How the forgotten case of murder while sleepwalking changed history After creeping out of bed on a frigid January night in 1832, teenage farmhand Abraham Prescott took up an ax and thrashed his sleeping employers to the brink of death. He later explained that he'd attacked Sally and Chauncey Cochran in his sleep. The Cochrans eventually recovered but - to the astonishment of their neighbors - kept Prescott on, somehow accepting his strange story. This decision would come back to haunt them. While picking strawberries with Sally in an isolated field the following summer, Prescott used a fence post to violently kill the young mother.

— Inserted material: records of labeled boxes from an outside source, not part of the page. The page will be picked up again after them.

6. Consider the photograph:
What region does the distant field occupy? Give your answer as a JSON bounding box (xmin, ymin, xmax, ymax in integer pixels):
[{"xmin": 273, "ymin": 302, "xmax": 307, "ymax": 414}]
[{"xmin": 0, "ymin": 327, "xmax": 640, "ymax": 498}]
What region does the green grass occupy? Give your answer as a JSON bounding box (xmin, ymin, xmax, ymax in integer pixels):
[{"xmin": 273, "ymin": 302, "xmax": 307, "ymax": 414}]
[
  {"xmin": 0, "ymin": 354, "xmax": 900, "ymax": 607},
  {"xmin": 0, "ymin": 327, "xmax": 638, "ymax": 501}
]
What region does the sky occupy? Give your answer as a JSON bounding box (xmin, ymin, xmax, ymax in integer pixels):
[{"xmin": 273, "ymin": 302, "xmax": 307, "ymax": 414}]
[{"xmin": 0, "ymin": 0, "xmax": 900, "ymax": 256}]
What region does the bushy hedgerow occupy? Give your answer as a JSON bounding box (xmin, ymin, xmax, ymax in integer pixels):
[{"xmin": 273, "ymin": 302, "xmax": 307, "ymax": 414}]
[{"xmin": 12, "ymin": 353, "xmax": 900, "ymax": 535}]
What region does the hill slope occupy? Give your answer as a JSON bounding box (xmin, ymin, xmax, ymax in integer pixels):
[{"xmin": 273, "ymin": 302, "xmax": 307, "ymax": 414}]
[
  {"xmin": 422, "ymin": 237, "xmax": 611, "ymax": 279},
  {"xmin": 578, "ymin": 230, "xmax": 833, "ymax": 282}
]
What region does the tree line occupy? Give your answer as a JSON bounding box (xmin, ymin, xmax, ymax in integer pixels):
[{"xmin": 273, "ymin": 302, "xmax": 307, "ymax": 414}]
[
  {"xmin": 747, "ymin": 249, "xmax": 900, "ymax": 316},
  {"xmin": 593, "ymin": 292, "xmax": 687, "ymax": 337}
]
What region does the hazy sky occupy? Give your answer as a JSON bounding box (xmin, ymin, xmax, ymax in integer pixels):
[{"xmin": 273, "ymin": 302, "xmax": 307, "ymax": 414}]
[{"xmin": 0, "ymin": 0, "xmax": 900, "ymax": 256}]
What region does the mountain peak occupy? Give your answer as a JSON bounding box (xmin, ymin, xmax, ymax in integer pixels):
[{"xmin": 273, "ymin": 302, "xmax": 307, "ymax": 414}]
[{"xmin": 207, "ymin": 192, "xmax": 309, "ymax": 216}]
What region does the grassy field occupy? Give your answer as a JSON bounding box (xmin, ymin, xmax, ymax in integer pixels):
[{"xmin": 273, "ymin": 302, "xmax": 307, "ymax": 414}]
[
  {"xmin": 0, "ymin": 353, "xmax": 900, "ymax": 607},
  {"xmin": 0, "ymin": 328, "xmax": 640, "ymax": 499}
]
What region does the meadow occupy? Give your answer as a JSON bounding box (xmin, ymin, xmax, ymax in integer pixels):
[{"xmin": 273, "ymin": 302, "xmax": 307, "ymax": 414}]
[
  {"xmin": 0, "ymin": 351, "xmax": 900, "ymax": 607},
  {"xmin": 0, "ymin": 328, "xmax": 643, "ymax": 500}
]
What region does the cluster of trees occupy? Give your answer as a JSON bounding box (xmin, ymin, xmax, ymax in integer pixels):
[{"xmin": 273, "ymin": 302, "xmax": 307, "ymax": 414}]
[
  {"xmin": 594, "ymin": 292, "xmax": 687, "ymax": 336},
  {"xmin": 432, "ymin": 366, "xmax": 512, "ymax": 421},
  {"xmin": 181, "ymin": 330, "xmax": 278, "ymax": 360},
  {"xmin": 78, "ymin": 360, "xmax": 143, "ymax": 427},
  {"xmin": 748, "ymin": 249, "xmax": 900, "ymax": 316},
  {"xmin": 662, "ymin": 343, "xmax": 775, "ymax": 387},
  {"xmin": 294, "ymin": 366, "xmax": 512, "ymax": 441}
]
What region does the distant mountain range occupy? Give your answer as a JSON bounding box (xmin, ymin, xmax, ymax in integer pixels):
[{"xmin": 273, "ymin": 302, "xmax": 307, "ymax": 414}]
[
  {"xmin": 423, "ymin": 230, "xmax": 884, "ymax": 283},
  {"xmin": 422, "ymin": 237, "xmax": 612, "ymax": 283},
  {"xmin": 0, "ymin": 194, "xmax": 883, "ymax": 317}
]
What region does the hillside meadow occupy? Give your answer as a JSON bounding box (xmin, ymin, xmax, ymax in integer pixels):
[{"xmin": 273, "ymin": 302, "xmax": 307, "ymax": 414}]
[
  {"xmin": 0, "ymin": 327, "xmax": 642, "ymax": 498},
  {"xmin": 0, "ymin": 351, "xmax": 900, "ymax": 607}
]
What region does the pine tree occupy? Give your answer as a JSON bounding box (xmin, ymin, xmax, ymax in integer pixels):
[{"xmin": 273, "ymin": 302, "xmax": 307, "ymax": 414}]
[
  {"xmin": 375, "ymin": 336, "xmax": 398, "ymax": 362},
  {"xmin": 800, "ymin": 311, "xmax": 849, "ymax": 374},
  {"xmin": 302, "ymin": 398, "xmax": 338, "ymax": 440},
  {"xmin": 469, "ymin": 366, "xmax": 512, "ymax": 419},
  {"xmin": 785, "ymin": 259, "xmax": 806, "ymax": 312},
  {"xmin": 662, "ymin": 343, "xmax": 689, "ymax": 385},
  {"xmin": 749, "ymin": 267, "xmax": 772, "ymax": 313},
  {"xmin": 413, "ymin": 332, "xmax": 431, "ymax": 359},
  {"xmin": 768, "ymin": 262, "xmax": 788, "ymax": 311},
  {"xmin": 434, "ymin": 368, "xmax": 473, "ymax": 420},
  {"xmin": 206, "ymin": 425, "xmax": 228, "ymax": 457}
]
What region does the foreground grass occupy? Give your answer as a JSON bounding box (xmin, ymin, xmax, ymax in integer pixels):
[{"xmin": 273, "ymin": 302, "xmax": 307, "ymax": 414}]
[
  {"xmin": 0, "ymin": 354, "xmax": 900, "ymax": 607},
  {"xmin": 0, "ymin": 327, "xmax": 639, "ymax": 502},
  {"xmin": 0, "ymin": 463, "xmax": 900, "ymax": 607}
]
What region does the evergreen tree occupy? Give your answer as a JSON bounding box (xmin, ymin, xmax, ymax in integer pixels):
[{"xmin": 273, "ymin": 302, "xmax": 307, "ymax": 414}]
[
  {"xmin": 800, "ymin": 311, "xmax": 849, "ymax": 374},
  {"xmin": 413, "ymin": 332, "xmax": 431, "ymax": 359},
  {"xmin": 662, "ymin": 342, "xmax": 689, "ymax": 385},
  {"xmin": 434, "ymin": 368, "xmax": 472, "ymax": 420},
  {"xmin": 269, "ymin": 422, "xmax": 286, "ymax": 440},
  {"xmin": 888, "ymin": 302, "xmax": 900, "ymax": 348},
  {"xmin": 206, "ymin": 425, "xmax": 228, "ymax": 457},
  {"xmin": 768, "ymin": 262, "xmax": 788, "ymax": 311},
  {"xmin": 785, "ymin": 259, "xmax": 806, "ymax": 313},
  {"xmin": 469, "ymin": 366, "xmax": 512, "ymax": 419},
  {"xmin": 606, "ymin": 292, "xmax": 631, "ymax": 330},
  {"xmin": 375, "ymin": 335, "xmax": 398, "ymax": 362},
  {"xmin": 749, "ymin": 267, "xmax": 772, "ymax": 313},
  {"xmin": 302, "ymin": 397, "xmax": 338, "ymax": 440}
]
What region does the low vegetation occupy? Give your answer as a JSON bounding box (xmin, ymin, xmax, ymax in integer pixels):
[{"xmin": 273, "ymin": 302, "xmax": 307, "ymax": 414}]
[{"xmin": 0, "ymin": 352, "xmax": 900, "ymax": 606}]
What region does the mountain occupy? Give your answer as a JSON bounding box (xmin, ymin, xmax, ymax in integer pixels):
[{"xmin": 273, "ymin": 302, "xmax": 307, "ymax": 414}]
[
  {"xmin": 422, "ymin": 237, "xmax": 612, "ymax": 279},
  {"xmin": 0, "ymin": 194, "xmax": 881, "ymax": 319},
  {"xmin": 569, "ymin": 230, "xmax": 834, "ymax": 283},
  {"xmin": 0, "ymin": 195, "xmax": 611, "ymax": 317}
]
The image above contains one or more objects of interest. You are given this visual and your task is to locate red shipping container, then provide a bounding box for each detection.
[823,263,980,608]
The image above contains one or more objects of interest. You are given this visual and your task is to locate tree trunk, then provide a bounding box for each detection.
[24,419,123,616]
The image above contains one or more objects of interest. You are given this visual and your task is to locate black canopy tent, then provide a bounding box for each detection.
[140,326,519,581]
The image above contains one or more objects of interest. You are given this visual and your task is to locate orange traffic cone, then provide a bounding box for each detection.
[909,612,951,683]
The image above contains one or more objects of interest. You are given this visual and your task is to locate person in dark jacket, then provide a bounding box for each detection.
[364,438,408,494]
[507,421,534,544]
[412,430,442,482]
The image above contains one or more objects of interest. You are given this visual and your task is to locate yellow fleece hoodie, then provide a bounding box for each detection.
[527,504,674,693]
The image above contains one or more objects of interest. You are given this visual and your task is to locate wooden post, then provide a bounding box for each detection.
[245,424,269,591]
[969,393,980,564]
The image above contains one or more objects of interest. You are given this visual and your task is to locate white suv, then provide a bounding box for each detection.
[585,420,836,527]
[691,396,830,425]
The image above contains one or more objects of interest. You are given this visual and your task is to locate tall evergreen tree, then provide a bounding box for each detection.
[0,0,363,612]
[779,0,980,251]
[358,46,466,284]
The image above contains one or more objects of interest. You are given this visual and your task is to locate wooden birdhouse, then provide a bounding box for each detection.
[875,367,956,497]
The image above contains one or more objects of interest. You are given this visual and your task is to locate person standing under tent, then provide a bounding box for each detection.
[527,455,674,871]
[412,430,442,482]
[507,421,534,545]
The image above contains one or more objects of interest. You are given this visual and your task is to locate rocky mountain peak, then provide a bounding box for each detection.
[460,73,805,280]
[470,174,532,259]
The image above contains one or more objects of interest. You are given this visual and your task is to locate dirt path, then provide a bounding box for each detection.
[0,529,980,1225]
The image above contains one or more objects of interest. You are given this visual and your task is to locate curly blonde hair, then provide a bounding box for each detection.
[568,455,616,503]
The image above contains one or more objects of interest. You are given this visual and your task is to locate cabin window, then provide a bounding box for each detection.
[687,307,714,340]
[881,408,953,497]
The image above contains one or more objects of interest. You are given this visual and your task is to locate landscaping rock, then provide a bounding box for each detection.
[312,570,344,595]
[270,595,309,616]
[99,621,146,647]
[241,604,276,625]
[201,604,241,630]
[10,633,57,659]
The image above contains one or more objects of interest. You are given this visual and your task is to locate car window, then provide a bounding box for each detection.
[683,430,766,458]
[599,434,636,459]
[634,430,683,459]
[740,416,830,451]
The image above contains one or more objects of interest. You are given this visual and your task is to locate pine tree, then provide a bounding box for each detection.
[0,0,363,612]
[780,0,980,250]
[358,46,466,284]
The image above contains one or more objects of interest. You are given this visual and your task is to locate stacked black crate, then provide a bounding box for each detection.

His explanation was again the same; he told Chauncey he'd fallen asleep and the next thing he knew, Sally was dead. Prescott's attorneys would use both a sleepwalking claim and an insanity plea in his defense, despite the historically dismal success rates of these arguments. In the two murder trials that followed, Prescott was convicted and sentenced to death both times. Prescott's crime has landmark significance, however, notably because many believed the boy was mentally ill and should never have been executed. The case also highlights the discriminatory role class plays in the American justice system. Using contemporaneous accounts as well as information from other insanity and sleepwalking defenses, author Leslie Lambert Rounds reconstructs the crime and raises important questions about privilege, societal discrimination against the mentally ill and the disadvantaged, and the unfortunate secondary role of women in history.